Gold continues to trade well with fresh ETF inflows as the dollar and equities chop back and forth. The most interesting thing about the gold market is that it is making three-month highs despite still having a very small net length position.
The open interest in comex gold is 415,000 contracts, down from 478,000 on Jan. 20. This in part is due to the February-April rollover where commodity trading advisors (CTAs) liquidated positions, but it is still at a historically low level considering the volume traded is 20 million-plus ounces daily.
The main driver in gold is the drop in U.S. yields from 2.5% to 2.32% in the 10-year Treasury note, but also that no one wants to see their currency strengthen.
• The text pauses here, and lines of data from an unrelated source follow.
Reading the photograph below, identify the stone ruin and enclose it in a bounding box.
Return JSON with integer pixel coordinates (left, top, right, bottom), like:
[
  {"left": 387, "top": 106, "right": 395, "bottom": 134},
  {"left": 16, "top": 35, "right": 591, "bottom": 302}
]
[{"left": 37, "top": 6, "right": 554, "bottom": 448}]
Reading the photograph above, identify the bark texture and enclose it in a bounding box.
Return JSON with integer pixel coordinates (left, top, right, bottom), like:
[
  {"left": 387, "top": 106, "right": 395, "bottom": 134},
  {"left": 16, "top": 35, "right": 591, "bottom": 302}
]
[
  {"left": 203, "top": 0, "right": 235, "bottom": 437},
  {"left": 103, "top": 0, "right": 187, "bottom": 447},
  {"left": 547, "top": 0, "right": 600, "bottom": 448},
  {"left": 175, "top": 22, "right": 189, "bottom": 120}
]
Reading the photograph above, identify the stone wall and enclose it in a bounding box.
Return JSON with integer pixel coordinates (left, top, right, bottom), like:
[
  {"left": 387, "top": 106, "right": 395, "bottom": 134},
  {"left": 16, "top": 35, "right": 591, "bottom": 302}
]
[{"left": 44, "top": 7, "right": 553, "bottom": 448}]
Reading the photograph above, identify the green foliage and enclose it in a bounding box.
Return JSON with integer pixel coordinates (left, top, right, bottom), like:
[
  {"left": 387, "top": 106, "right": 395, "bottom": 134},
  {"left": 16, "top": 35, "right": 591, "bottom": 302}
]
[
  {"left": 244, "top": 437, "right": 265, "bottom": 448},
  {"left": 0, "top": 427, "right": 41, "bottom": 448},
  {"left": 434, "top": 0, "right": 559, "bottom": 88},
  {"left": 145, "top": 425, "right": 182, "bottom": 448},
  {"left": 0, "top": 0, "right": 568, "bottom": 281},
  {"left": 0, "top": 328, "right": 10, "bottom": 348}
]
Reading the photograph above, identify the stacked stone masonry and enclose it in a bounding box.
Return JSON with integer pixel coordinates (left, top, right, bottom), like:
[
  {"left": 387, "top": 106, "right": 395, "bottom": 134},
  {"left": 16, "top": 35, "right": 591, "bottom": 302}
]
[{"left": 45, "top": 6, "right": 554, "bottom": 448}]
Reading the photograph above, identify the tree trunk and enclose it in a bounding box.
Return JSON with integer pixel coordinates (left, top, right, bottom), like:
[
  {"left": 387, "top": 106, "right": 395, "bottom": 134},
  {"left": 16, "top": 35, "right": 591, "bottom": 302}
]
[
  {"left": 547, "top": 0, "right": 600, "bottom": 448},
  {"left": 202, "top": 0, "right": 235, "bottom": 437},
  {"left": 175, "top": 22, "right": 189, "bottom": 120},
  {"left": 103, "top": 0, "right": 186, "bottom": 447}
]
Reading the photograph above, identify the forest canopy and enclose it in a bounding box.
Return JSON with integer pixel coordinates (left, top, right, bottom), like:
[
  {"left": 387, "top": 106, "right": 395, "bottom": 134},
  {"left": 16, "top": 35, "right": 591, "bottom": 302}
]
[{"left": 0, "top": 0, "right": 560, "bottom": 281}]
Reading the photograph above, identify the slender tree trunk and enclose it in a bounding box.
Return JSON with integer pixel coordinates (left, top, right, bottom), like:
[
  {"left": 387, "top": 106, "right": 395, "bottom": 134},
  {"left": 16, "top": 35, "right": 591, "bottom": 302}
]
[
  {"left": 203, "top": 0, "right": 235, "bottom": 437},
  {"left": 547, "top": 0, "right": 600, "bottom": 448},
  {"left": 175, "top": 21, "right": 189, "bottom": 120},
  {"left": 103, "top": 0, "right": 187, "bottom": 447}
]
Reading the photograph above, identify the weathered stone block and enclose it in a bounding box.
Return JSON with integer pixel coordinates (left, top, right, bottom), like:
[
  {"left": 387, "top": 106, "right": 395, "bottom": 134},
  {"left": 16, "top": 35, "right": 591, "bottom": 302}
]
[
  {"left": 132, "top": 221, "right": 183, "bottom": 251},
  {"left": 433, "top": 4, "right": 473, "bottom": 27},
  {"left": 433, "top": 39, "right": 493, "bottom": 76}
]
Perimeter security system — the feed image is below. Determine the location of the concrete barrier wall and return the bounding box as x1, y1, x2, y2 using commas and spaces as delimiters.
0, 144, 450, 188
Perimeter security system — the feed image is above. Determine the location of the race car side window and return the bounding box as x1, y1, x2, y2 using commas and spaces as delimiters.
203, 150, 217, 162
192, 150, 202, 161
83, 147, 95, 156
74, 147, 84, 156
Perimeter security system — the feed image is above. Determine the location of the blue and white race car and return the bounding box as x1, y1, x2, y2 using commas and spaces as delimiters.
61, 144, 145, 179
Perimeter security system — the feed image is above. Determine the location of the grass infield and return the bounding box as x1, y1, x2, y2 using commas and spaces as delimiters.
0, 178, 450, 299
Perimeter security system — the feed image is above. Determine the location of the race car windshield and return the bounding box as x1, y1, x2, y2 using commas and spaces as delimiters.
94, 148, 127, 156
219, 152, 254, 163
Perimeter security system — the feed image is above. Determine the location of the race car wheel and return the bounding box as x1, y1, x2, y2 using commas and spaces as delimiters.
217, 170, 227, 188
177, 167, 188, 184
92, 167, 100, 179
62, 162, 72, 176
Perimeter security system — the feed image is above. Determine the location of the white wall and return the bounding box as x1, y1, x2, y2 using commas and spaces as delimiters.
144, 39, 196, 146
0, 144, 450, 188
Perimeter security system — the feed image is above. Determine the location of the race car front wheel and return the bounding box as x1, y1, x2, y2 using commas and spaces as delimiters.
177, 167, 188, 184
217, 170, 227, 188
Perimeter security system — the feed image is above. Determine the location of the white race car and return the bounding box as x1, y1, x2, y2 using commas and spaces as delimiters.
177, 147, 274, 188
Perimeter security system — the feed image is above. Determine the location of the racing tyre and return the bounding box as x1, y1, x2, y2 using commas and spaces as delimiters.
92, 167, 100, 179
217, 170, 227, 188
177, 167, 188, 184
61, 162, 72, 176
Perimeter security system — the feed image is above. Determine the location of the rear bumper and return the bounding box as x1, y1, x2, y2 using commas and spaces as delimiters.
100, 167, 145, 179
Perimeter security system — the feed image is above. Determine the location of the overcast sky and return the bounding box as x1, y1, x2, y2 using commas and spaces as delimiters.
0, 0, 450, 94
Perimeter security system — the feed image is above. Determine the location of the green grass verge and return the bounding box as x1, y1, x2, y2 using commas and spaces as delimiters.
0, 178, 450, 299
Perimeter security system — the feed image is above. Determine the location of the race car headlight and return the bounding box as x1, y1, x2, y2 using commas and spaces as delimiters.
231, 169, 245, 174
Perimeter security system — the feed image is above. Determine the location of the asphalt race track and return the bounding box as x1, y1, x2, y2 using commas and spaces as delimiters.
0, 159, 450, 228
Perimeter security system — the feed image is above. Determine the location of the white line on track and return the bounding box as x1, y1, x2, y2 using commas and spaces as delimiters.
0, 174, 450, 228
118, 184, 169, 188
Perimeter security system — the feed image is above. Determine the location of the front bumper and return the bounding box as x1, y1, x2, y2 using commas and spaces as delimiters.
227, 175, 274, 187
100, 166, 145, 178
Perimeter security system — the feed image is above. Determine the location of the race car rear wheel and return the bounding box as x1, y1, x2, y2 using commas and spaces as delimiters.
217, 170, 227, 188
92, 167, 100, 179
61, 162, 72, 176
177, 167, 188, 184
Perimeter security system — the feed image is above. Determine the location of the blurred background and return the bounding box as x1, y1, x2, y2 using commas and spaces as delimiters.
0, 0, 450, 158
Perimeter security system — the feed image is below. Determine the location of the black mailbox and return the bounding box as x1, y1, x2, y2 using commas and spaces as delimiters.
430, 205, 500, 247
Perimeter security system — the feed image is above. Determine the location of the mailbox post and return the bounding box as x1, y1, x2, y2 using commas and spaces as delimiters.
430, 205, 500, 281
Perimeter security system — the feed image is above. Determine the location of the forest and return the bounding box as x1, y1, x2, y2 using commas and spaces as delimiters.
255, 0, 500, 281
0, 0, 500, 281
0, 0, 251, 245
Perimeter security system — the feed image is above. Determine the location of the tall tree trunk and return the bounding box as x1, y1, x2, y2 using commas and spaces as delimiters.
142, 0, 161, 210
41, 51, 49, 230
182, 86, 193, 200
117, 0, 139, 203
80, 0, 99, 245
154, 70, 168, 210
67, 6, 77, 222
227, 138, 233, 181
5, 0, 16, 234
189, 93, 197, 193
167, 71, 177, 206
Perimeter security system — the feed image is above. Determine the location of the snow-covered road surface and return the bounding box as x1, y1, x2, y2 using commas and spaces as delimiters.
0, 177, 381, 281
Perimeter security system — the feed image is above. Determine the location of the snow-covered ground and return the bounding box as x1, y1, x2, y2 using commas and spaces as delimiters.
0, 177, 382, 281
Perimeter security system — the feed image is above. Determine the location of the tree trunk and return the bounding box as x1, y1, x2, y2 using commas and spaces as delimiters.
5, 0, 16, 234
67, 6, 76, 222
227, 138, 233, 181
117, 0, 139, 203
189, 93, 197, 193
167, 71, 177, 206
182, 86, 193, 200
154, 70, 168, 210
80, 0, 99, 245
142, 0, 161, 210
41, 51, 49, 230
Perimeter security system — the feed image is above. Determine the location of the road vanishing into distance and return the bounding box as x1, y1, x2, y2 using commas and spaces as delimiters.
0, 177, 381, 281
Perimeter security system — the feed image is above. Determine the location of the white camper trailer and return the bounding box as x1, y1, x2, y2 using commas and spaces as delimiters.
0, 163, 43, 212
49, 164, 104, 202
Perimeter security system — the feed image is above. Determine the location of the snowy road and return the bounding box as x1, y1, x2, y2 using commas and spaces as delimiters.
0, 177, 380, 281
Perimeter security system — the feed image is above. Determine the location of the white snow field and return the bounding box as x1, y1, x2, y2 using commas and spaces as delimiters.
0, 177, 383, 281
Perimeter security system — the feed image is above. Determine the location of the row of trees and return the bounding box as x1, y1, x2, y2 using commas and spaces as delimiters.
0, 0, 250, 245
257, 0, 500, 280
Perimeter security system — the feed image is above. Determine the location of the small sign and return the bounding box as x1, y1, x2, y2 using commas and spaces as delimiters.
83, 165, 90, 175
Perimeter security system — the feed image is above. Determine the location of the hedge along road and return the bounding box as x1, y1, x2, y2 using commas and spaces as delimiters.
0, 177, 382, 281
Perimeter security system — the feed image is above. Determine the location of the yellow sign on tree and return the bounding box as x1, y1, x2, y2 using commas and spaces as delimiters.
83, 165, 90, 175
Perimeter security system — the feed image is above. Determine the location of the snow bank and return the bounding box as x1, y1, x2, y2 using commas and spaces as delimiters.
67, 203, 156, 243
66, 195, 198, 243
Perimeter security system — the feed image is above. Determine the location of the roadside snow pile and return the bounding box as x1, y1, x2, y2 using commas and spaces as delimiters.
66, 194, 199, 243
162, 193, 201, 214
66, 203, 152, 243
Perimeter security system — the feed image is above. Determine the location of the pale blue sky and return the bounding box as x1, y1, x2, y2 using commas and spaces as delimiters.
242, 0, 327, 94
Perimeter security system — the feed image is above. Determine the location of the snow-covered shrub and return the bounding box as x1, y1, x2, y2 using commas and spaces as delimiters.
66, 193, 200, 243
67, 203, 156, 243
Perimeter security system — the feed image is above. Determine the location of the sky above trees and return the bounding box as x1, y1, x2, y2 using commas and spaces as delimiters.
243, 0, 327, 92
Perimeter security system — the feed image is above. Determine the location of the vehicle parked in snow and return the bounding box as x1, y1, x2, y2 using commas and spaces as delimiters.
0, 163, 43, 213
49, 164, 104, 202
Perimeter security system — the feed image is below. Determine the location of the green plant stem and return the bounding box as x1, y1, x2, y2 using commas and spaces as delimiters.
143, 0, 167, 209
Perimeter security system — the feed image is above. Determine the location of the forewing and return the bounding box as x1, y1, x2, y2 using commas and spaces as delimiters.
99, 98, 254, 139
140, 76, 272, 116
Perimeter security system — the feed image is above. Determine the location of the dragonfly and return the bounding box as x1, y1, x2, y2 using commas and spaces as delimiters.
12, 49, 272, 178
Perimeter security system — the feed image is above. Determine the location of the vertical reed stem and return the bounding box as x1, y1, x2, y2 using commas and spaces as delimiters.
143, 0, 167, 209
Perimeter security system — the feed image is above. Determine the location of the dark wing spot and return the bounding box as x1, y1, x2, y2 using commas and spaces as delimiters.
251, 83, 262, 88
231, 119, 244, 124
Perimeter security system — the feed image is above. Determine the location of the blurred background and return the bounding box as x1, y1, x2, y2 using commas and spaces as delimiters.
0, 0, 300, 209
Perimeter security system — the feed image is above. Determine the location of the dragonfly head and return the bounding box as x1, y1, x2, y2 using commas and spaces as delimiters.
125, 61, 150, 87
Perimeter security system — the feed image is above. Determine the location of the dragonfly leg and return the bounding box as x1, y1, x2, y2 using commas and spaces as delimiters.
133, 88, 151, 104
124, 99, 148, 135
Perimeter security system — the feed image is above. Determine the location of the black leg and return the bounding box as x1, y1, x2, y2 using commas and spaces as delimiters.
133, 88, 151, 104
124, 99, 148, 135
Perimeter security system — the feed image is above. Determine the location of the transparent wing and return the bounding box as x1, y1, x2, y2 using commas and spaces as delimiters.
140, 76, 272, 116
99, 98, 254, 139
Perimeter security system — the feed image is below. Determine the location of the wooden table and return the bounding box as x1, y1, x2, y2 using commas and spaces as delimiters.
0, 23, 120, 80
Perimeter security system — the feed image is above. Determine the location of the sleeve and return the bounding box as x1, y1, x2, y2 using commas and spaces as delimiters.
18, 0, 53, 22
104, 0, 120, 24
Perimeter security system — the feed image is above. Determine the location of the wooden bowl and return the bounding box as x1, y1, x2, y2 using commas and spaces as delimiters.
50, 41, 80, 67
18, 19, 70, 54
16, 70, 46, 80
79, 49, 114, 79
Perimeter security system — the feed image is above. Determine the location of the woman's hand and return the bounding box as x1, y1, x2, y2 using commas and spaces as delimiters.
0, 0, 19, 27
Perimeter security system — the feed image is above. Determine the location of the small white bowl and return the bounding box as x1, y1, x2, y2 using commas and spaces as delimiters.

The latter is why Stanley Druckenmiller claims he has bought back the gold he sold before the election. I would expect to see more "high profile" sponsorship as there is so much uncertainty to when growth policies will be enacted and how much divisiveness the executive branch creates.
Thirty-day realized gold volatility is 11.5% as the move has been a grind, but as predicted we have exceeded the 200-day moving average of 1149 in XAU/EUR and we should watch for the all-time high of 1386 from October 2012 as a target in coming months. Obviously, political risk and the uncertainty of a volatile president both domestically and overseas are responsible for the gold move higher. The platinum group metals and silver have followed gold and may even outperform in the next 30 days if we see any signs of pro-growth policies moving forward.
Base metals have been helped by copper's jump on the news of the strike at BHP Billiton's (BHP) Escondida mine in Chile. Copper continues to be supported at $2.60 a pound and any prolonged supply disruption from the largest mines while Freeport McMoRan (FCX) is dealing with export issues at the Grasberg mine in Indonesia will help draw down inventories. A quick resolution to the strike could send copper back below $2.50 as demand is not very strong and net length is overextended. Lead and zinc are enjoying a rise in prices, with zinc becoming tight on a lack of response from Glencore (GLNCY) or Vedanta (VEDL) on shut-in capacity.
Crude oil has shrugged off the 14 million barrel inventory build from the American Petroleum Institute with hedge funds still willing to buy the dip, keeping the $51-$54 range in play. The U.S. rig ramp-up, lower revisions in global demand and all-time-high net length from funds in both West Texas Intermediate and Brent may keep a ceiling on crude. There have been large sellers of put skew by funds that think the bottom is in place, with the sanction rhetoric by President Trump vs. Iran ramping up. Producers continue to be active buying put spreads and selling calls for calendar 2017-18, which has collapsed the contango.